0:000> .call kernel32!SetErrorMode(1)
^ Symbol not a function in '.call kernel32!SetErrorMode(1)'
0:000> u kernel32!SetErrorMode L1
75ac016d ff25b41da775 jmp dword ptr [kernel32!_imp__SetErrorMode (75a71db4)]
0:001> u poi(75a71db4)
75417991 8bff mov edi,edi
75417993 55 push ebp
75417994 8bec mov ebp,esp
75417996 51 push ecx
75417997 56 push esi
75417998 e836000000 call KERNELBASE!GetErrorMode (754179d3)
7541799d 8bf0 mov esi,eax
7541799f 8b4508 mov eax,dword ptr [ebp+8]
Basic Block Tools
BBT would merge duplicated blocks, rearrange binary blocks and do a lot crazy things to the symbol files (PDB). Your callstack will look weired as functions might get merged and overlapped, especially if C++ templates are used heavily. You can tell if optimization was performed on basic block level by examining the function body.
FPO was introduced with Windows NT 3.51 thanks to 80386 making ESP available for indexing, thus allowing EBP to be used as a general purpose register. But FPO makes stack unwinding unreliable, which in turn makes it painful to debug. You can tell if FPO was used by examining the function prologue/epilogue.
BOOL WINAPI Foobar()
55 push ebp
8B EC mov ebp, esp
B8 01 00 00 00 mov eax, 1
5D pop ebp
BOOL WINAPI Foobar()
B8 01 00 00 00 mov eax, 1
FPO information is available from both public and private PDB files, WinDBG has a command kv which can be used to examine this information:
0:000> kv ChildEBP RetAddr Args to Child 002bfdac 75d9339a 7efde000 002bfdf8 76f39ed2 notepad!WinMainCRTStartup (FPO: [0,0,0]) 002bfdb8 76f39ed2 7efde000 7b449f70 00000000 kernel32!BaseThreadInitThunk+0xe (FPO: [Non-Fpo]) 002bfdf8 76f39ea5 005b3689 7efde000 00000000 ntdll!__RtlUserThreadStart+0x70 (FPO: [Non-Fpo]) 002bfe10 00000000 005b3689 7efde000 00000000 ntdll!_RtlUserThreadStart+0x1b (FPO: [Non-Fpo])
Link-time Code Generation
LTCG was introduced with the first version of .NET. It can be used with or without PGO (Profile Guided Optimization). If you were debugging optimized C++ application, you should already know that local variables and inline functions can be very different. With LTCG, cross-module inlining is even possible, in addition, calling convention and parameters can be optimized. Similar as BBT, functions might get merged.

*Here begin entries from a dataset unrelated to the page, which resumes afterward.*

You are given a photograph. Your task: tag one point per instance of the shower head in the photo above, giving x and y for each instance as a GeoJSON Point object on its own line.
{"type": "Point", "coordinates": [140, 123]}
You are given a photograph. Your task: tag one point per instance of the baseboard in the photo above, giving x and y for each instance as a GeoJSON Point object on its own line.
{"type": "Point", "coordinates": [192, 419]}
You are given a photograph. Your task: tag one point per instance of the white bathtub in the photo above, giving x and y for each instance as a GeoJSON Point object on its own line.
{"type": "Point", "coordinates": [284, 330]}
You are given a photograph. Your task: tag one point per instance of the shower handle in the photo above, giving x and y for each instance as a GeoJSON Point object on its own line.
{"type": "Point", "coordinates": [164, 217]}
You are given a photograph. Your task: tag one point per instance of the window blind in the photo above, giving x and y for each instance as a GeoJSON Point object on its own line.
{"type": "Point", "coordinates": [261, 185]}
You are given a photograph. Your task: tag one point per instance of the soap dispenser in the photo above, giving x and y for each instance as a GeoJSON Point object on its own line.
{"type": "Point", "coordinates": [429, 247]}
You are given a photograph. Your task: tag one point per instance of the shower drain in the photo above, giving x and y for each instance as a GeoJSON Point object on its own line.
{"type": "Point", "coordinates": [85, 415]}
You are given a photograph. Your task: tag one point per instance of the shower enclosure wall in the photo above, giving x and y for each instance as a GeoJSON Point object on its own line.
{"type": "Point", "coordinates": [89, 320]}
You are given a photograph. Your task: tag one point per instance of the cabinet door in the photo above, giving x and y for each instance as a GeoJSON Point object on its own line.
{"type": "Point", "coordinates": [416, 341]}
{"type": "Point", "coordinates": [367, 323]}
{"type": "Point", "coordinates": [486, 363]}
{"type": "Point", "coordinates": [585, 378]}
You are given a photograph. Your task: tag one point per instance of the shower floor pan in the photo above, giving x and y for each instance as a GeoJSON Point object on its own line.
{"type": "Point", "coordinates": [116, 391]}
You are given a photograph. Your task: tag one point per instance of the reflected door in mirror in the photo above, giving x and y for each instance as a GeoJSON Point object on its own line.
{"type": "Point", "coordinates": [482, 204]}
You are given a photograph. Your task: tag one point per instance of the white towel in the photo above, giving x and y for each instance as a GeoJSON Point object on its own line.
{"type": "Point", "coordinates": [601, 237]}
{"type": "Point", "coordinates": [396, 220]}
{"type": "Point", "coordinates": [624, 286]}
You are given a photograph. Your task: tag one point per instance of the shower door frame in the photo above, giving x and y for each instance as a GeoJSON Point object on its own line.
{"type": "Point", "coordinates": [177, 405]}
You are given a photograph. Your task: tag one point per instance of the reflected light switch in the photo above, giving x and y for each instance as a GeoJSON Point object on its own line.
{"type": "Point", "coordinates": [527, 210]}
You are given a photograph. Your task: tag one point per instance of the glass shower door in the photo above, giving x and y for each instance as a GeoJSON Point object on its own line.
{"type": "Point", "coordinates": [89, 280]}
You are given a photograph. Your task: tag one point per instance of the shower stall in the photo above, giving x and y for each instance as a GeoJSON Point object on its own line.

Profile Guided Optimization
PGO (a.k.a. POGO) does a lot of optimization such as inlining, virtual call speculation, conditional branch optimization. What's more, POGO is able to perform optimizations at extended basic block level.
The Microsoft Incremental Linker has an option /INCREMENTAL (don't confuse it with an incremental compiler which makes use of precompiled header) which would affect debugging. In fact, the native EnC (Edit and Continue) is built on top of incremental linking technology. Sometimes we may get symbols like module!ILT+0(_main), the ILT (Incremental Link Table) serves the incremental linker by adding a layer of indirection, thus provides the flexibility for binary patching. The bad news is that incremental linker has to generate correct symbols and patch them into PDB as well. The patching process doesn't discard unused symbols in a reliable manner. This would be challenging for debugger authors, since the integrity of symbols is not guaranteed by the MSPDB layer.
Function inlining means there will be no actual call. The stepper and symbol binding components in debugger might get confused.
Intrinsic functions are a special kind of function generated by the compiler toolchain (instead of coming from libraries or your code).